Ajoutons à cela le danger des « alliances » prétendues.

Les recevoir séparément ne sert à rien, mène à un dialogue de sourds

Répondre à la question "mais comment ont-ils pu vivre ensemble ?" reste prégnant. Il est dès lors pertinent de réunir les parents même s’ils ne veulent plus se voir. Peut-on les y obliger ?  Oui. On ne peut résoudre le problème d’aujourd’hui sans aborder cette question de base. 
Il faut un traitement de choc. On vous propose de vous mener quelque part
Il y a une volonté de tourner la page → on doit les y conduire. 
L’histoire passée s’arrête dans le présent

Nous demandons un effort limité dans le temps (3 rencontres)

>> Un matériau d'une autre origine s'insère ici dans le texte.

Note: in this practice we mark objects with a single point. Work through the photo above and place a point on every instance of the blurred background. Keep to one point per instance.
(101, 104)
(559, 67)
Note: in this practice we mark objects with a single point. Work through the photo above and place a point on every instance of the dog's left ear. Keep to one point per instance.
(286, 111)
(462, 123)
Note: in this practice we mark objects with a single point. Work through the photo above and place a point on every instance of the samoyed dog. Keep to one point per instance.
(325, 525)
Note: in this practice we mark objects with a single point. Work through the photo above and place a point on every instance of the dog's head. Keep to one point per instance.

  1. Génogramme : les enfants ont 2 lignées. Partir des vécus d’origine. Voir pourquoi ils se sont choisis, ce qu’ils voulaient faire de cette histoire.
  2. Quand les problèmes ont-ils commencé ? Souvent ils tombent des nues, n’ayant pas la même perception. → sorte de rituel autour de la fin du ménage
    Les gens n’ont plus de lieu pour déposer et comprendre ce qui leur est arrivé
  3. A un moment, il faut empêcher un dialogue direct.
  • Question des participants : "Quid de la coparentalité bisounours ? Attention à la différence entre couple parental et couple conjugal"

Damien d’Ursel : "De mon côté je commence par parler des problèmes. Tableau de règlement des comptes, pour historiser les reproches, et ensuite on embraie. On revient après à la question des origines".
Catherine Denis et Lidvine Regout : "L’animosité est à la hauteur de la déception, de l’échec."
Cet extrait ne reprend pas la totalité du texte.